My dad, at 68, was taken to a psychiatric facility last October, where he was diagnosed with Schizophrenia and put on neuroleptics, which resulted in a severe reaction of immobility, dysphagia requiring a feeding tube, loss of 25 pounds in just a few weeks, and a recommendation for hospice by his (new) doctor at the nursing home. Next, my father was diagnosed with LBD and/or FTLD dementia A CAT scan revealed "impressive"bilateral mild diffuse atrophy throughout his brain. An EEG revealed brain activity that, when he was awake, was characteristic of someone in early sleep, which the administrator remarked to be indicative of a late stage dementia. A few months later, the diagnosis was finalized as LBD. As I read through stories and tentative stages on this site, I find myself more and more puzzled. See...dad has always had motor irregularities such as hand and arm jerking and stumbling. He has had persecutory delusions, agitation, and paranoia all of his life (based on information from my mother, his sister, and my older siblings, with examples given). Once, over thirty years ago, he went through a period of thinking that his wife, my mother, was actually HIS mother. There are many, many more accounts of bizarre social behavior from early on. Dad, although he was a mechanical engineer, had very poor depth perception and spatial skills. He also had traits of OCD, with obsessions (building a deck, genealogy) that lasted for years, when he could talk of almost nothing else but these activities. Really, he seems to fit the criteria for Schizophrenia or Asberger's based on his lifelong behavior, except that his hands constantly shook and he fell a lot. He was on no medications.
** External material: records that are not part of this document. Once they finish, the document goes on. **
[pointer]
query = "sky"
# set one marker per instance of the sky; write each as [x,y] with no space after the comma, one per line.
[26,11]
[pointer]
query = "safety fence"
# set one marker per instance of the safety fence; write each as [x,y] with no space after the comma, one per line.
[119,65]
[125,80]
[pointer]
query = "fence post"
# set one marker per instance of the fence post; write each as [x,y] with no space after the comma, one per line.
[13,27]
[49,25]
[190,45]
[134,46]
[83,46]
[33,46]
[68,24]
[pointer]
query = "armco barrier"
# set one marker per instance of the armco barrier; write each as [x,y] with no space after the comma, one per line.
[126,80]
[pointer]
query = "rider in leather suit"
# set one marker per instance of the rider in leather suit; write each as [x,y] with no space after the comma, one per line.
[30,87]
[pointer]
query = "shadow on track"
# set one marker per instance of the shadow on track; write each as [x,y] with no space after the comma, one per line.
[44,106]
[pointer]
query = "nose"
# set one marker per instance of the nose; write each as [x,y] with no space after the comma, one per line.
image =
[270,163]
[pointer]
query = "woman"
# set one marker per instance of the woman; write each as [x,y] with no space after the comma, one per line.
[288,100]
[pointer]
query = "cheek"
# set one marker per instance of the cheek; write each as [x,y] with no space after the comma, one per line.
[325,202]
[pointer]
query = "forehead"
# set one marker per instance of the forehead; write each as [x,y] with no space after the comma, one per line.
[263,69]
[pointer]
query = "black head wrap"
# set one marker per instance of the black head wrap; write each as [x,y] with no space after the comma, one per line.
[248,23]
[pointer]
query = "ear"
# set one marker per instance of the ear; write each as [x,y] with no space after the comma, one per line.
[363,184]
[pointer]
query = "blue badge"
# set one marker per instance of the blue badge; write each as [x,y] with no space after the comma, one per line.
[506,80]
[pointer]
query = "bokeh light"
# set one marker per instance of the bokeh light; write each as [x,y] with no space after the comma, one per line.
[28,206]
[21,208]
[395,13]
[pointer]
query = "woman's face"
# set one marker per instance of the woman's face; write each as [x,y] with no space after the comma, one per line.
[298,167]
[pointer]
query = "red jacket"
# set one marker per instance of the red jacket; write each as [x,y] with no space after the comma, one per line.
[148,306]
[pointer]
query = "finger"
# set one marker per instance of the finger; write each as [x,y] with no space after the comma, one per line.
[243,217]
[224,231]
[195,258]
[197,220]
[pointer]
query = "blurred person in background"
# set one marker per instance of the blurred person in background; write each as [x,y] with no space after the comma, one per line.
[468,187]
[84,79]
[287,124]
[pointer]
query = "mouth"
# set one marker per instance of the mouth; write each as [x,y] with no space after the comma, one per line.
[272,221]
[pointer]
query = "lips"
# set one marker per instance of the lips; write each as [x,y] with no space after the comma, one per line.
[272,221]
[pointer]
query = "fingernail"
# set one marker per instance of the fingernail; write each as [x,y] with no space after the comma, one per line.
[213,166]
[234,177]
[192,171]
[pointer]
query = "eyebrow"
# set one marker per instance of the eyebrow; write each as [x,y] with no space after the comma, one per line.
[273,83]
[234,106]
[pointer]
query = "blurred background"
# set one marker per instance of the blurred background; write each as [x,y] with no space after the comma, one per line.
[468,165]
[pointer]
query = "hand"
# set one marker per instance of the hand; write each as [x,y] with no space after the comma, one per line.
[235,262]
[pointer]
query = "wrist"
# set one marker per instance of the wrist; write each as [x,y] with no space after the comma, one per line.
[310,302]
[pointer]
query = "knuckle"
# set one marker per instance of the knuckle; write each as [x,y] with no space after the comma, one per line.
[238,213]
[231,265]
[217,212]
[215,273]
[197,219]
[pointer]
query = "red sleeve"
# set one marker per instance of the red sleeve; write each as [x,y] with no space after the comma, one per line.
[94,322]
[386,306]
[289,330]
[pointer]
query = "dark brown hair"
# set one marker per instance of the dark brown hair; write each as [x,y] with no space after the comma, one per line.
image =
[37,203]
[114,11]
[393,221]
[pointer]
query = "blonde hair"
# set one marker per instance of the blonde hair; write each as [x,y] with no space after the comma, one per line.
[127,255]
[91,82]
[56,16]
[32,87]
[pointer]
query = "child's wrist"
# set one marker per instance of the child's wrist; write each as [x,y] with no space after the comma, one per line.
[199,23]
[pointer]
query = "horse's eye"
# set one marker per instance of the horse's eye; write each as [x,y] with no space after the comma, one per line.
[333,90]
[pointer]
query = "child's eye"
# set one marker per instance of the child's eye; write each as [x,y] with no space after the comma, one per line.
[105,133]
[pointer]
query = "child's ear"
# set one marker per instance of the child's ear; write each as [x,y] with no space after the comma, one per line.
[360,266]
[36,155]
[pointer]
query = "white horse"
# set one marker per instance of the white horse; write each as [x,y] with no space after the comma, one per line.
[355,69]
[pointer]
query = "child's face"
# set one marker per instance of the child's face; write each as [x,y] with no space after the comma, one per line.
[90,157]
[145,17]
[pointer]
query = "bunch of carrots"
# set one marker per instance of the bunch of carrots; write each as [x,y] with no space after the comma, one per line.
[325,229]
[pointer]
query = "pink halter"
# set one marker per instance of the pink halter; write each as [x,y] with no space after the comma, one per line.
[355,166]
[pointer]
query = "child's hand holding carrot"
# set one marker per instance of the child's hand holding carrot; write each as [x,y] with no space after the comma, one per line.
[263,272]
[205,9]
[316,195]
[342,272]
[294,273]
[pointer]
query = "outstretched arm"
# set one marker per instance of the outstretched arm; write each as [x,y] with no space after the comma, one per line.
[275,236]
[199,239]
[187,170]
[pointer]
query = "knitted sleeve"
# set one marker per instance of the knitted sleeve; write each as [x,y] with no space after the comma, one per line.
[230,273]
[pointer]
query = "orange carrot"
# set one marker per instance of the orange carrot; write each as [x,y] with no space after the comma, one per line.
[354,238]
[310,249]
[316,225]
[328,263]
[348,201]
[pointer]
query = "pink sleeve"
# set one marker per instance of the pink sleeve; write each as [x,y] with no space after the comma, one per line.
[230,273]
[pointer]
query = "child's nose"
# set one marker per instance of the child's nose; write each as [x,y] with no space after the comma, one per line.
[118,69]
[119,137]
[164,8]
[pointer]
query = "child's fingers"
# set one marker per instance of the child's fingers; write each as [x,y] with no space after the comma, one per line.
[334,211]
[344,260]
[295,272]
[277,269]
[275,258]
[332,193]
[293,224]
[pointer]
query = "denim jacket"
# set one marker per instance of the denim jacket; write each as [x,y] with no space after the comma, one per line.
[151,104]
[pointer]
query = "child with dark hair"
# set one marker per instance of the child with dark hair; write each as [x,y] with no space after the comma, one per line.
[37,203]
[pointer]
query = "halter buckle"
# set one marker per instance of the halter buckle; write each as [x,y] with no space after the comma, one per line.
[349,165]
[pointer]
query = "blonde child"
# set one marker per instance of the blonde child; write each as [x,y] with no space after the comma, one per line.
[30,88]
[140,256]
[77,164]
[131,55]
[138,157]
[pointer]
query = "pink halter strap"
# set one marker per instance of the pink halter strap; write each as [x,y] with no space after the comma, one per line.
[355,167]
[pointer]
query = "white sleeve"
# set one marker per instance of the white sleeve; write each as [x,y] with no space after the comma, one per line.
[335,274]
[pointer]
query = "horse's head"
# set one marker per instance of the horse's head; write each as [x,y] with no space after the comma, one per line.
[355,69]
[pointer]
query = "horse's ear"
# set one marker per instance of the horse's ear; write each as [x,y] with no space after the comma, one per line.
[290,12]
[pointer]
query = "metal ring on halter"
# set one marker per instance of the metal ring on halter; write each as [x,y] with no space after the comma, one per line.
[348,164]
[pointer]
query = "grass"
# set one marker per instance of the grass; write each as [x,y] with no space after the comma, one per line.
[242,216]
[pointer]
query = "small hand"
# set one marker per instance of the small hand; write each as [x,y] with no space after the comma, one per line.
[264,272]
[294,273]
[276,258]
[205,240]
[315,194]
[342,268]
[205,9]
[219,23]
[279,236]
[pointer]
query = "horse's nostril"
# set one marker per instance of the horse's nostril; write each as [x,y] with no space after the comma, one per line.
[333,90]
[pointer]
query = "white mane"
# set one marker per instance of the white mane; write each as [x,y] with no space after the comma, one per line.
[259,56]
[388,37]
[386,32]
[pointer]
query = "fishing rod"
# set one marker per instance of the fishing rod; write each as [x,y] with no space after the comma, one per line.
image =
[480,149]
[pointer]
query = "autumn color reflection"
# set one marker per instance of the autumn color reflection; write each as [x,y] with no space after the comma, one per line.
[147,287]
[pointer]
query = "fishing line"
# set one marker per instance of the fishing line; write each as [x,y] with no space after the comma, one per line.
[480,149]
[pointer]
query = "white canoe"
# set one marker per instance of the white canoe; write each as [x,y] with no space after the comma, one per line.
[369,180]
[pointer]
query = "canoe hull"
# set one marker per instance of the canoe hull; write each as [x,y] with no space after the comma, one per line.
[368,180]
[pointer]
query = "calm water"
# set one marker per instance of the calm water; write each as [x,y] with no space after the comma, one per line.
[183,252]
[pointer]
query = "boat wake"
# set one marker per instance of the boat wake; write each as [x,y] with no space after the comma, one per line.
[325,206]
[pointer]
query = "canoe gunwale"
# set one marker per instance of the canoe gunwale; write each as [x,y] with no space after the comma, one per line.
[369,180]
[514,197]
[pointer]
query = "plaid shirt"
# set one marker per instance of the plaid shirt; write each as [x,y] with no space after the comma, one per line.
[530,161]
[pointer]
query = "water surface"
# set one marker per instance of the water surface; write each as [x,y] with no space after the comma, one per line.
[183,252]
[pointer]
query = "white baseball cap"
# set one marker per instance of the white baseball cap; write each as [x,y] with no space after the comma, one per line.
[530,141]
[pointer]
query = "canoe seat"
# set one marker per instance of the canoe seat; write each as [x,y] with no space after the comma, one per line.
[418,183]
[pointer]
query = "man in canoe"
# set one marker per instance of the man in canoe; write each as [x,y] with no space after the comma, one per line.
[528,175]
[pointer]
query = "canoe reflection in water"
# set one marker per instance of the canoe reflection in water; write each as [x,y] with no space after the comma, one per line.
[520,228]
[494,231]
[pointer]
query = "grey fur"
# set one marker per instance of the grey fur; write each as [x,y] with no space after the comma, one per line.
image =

The paranoia and delusions got markedly worse in '95, when dad started to believe the government was spying on him, that the neighbors gave him "Scarlett Fever," or put itching powder in his clothes, that they broke in nightly just to steal a soda, that they poisoned his water (which he had cut off), etc, etc. At this time, everyone was concerned about him, but dad was very aggressive and, as always, had no insight into his condition. We called adult protective services and the police, but both said dad was "in a gray area," where he was taking care of himself enough and was not directly a harm to himself or anyone else. Because he was in his mid-fifties, dementia wasn't considered.

Years later, dad moved to his birthplace in NC with hopes to buy the family farm back from his sister. While he lived in NC, his delusions and paranoia became dangerous. He started to drive around with guns in his car, he showed up to a church to get married to a women that didn't exist, he started to follow women around, and he threatened a tax assessor who showed up at his rental home in the country for a routine visit. Dad wandered the woods at night, armed, to protect the house from his neighbors. He also talked about his guardian angel that he saw as a "flash of light" throughout the night.

Ok, so, his mental stated was obviously extremely impaired, but physically, he was still ok. Also, his memory was not terribly bad at all. Last August, he started buying nothing but milk at the grocery store. I think this is when his problems swallowing began, that is, before the antipsychotics and his admission.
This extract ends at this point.